En Lettonie, le taux de fertilité de la population est tombé longtemps avant la première guerre mondiale. En 1935, le taux de natalité était en décroissance à 1.67% alors que le taux de mortalité des 5 années précédentes se situait en moyenne à 1.38%. Il en résulte que le taux de croissance de la population était de moins de 0.5% et que celui-ci continuait de baisser. La population juive, - 93,479 selon le recensement de 1935[29] - constituait moins de 5% de la population totale.

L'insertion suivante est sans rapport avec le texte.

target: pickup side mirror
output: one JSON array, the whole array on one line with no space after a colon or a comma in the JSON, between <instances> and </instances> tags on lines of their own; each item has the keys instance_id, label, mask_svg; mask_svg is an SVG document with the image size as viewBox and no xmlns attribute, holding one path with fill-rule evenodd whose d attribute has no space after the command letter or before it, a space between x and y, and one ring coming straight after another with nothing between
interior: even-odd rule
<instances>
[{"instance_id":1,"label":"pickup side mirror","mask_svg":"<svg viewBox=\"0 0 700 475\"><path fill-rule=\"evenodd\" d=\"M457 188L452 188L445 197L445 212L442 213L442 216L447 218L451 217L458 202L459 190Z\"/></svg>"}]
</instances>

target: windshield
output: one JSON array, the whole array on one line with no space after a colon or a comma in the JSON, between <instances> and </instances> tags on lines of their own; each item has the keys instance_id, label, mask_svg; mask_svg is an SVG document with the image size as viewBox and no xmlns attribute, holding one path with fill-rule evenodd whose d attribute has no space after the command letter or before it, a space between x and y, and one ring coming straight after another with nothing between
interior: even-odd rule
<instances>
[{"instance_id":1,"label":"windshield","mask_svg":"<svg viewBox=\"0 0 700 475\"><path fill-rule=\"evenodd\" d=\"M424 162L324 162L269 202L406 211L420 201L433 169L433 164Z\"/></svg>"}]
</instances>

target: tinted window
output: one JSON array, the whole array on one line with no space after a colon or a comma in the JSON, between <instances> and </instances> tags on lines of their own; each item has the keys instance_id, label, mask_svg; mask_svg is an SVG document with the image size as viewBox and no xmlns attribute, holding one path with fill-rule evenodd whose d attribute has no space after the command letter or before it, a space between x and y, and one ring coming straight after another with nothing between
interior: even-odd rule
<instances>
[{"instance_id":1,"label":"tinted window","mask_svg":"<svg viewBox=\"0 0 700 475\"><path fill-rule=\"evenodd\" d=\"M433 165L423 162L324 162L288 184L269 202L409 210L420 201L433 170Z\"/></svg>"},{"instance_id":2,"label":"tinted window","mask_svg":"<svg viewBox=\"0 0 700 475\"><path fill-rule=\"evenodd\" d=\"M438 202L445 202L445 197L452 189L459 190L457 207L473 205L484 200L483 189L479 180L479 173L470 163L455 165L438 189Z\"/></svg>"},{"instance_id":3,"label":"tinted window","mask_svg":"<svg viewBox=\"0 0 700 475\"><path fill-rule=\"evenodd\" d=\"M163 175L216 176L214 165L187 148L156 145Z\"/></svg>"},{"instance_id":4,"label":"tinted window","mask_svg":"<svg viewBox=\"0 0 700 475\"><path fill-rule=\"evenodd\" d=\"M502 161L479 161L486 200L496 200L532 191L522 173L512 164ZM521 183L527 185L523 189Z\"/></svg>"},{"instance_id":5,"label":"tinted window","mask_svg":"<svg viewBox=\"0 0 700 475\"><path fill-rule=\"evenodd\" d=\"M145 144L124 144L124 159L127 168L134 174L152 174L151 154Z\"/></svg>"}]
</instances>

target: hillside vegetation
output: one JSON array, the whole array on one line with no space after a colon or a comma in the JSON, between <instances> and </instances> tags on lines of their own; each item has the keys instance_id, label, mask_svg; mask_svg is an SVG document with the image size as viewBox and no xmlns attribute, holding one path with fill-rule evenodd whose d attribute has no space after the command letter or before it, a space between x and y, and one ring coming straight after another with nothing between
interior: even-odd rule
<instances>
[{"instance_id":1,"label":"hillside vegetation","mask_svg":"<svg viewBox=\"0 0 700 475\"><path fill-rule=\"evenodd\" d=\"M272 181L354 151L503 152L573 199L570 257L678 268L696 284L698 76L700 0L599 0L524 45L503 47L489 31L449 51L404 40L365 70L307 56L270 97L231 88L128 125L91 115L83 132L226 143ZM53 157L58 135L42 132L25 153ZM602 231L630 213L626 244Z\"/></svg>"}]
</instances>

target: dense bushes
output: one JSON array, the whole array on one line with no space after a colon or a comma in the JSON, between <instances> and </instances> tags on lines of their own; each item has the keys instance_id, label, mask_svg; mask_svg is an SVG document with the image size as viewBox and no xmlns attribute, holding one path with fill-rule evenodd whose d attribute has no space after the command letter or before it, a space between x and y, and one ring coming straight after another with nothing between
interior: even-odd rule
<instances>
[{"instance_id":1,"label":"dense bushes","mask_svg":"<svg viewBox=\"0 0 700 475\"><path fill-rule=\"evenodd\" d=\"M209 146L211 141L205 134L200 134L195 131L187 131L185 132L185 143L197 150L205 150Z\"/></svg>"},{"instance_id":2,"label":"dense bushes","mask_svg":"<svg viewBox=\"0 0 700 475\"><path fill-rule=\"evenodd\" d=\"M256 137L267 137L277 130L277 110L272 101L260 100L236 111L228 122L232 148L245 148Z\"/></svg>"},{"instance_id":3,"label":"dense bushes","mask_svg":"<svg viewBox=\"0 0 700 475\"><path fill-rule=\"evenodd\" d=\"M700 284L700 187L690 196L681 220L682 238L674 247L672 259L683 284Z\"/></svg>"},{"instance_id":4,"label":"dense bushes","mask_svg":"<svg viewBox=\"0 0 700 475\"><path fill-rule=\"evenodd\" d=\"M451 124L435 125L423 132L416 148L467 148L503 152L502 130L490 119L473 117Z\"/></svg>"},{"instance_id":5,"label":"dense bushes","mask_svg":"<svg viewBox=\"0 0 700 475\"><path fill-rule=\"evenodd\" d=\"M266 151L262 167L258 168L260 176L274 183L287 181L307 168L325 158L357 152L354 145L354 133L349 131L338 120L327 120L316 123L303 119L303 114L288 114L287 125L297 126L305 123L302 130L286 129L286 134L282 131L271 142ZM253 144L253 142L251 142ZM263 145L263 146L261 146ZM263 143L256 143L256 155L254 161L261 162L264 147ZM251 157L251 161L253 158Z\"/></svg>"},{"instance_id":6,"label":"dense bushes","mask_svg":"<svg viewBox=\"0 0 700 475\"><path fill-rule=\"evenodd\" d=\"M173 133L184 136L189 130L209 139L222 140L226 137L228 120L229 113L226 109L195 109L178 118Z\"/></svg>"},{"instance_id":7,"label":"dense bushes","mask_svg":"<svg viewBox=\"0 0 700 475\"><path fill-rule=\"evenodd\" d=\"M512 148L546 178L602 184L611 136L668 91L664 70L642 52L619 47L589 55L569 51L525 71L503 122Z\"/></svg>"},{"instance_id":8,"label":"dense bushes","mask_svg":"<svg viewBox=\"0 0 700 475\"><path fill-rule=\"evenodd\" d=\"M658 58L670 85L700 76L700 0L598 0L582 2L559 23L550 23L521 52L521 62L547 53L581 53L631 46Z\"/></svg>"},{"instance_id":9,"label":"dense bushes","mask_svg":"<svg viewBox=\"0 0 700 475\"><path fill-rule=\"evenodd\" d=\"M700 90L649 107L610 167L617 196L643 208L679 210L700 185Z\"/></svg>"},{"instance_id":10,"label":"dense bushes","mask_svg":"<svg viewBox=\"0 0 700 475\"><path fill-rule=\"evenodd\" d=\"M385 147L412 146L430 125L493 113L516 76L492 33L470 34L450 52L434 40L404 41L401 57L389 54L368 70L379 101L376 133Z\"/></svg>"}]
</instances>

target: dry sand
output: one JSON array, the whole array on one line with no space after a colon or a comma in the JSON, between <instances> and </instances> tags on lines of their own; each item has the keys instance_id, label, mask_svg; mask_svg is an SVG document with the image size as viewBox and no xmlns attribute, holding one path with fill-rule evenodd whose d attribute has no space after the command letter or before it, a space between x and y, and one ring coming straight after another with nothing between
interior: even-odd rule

Environ 50% des juifs lettons vivaient dans la région de Riga, la capitale. Un autre 30% vivait dans la région est de Latgale. Le taux d’urbanisation des juifs frisait les 93% alors que 34% des non juifs seulement habitaient la ville. Mais vu leur nombre relativement bas les juifs n’étaient pas aussi bien représentés dans les villes si on compare aux autres pays de l’Est. Parmi les grandes villes seules Daugavpils et Rezekne avaient une proportion de juifs atteignant 25%, dans tous les autres centres urbains (incluant Riga) les juifs ne formaient que 11% de la population.[30]
En ce qui concerne le taux de croissance naturel, les juifs lettons montraient des caractéristiques similaires à celles observées pour leurs coreligionnaires de Pologne. Jusqu’à la fin du siècle dernier leur taux de croissance était élevé, mais celui-ci plafonna à l’approche de la première guerre mondiale. La guerre réduisit le nombre de naissances pratiquement par un facteur deux, et celui-ci remonta après la fin des hostilités à un niveau légèrement inférieur à ce qu’il était avant la guerre. Selon le recensement, les juifs de moins d’un an étaient 1,787 en 1924 mais ce nombre n’était plus que de 1,137 en 1935, une baisse de 36%. Le taux de natalité n’était donc plus que de 1.2%.[31] Comme nous l’avons mentionné plus tôt, le taux de mortalité en Lettonie était en moyenne de 1.4% au début des années 1930 ; le taux de mortalité des juifs n’est pas connu mais il est peu probable qu’il a été très différent de celui des autres. Ceci veut dire que déjà en 1935 et durant les quelques années qui précèdent les juifs n’étaient plus en mesure d’assurer leur renouvellement. Comme les conditions économiques se sont aggravées il est probable que le taux de natalité a chuté d’avantage et que le déclin démographique se soit accentué.
Ce bref tableau des communautés juives d ‘Europe de l’Est (hormis l’URSS) nous permet de conclure que contrairement à la croyance populaire ceux-ci n’étaient nullement dans une phase de croissance démographique forte au cours des années 1930 mais plutôt dans une phase de stagnation, voir de déclin. On parle ici d’une population d’environ 4.8 millions d’individus au début des années 1930, soit 93% des Juifs de l’Est en dehors de la Russie. Cette population se concentrait dans une région s’étendant de Riga à Budapest et Bucarest et était entrée dans une phase démographique révolutionnaire. Celle-ci se caractérisait par une concentration urbaine massive, le déclin du yiddish en faveur des langues nationales en vigueur, une émigration à grande échelle des jeunes juifs de sexe masculin, des mariages de moins en moins précoces et des familles de moins en moins nombreuses; seulement dans certaines petites régions peu peuplées comme dans la Ruthénie des Carpates pouvait-on encore observer des exceptions mais celles-ci n’avaient que peu d’impact sur la tendance générale. A la fin des années 1930 dans aucun pays d’Europe de l’Est les juifs n’étaient en mesure d’enregistrer un taux de croissance positif. Dans plusieurs régions le taux de mortalité excédait de beaucoup le taux de natalité. On peut raisonnablement supposer que cette population – en moyenne- a connu un faible déclin démographique entre 1930 et 1939.